Frenchman, Desire, Good Children & Other Streets of New Orleans
by John Churchill Chase
Quartée red beans, quartée rice,
Little piece of salt meat to make it taste nice,
Lend me the paper and tell me the time,
When papa passes by he'll pay you the dime.
CPB's mom sent him a few packages of Camellia's Famous New Orlean's Red Beans, this is actually our second time making the dish but the last attempt seemed to escape my camera. It's a delicious hearty Southern meal typically served for Monday lunch or dinner in most New Orleans homes & restaurants. The recipe below is a combination of 'Cooking Up a Storm, Recipes Lost and Found from the Times-Picayune of New Orleans' and 'Tom Fitzmorris's New Orleans Food'.
1lb Camellia's Dried Red Beans
4 Slices of Thick Cut Bacon
2 Andouille Sausage, Sliced
1/2 Smoked Sausage, Sliced
1 Onion, Diced
1 Green (or Red) Bell Pepper, Diced
2 Celery Stalks, Minced
3-4 Cloves Garlic, Minced
1 Bay Leaf
2 tsp Creole Seasoning
1 tsp Tobasco
Salt & Pepper
2 Cups Chicken Broth
6-8 Cups Water
3 Cups Rice, Cooked Separately
Soak the Beans in cold water overnight. When ready to cook, drain the water, rinse the Beans, drain again and set aside. Render Bacon & Sausages in a large Cast Iron or heavy bottom pan. Remove & set aside.
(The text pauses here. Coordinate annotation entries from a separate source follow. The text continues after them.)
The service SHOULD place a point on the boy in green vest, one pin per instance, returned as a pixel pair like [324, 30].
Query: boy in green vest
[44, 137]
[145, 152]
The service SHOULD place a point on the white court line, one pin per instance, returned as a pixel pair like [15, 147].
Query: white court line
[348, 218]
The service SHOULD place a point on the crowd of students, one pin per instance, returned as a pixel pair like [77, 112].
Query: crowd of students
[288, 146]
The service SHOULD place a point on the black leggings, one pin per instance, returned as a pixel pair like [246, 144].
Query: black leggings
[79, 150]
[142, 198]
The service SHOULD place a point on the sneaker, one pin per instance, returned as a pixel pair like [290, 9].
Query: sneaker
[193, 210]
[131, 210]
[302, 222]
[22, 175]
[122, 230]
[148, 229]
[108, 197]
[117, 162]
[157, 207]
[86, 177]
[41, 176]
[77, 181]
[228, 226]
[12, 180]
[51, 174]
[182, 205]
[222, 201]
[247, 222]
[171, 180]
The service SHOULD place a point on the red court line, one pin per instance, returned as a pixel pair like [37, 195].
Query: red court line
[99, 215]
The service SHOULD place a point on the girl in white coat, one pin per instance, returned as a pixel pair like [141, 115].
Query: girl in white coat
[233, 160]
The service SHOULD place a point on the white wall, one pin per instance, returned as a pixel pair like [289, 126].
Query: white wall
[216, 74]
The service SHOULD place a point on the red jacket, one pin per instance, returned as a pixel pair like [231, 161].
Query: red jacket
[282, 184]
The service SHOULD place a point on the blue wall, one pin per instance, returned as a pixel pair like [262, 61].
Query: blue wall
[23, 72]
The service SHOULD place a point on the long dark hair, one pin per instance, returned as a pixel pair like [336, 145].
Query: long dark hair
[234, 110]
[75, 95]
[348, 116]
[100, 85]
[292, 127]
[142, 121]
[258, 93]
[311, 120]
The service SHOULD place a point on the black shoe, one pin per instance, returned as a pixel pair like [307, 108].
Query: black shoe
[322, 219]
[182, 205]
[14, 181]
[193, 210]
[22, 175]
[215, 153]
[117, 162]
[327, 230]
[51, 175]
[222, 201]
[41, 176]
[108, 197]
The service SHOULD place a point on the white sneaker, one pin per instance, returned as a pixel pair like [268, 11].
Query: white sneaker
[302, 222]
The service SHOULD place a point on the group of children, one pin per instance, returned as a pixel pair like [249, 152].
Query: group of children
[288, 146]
Sauté the Onion & Bell Pepper, when Onions are slightly translucent add Garlic & Celery. Add the Beans and return the Meat to the pot, pour in Broth & Water, enough to cover everything. Bring to a boil. Add Bay Leaf, Creole Seasoning, Tobasco, Salt & Pepper.
Reduce to a simmer and gently cook for one and a half to two hours, until Beans are soft. Discard the Bay Leaf.
Remove roughly a cup of of the mixture and mash to help thicken the mixture. Serve over Rice.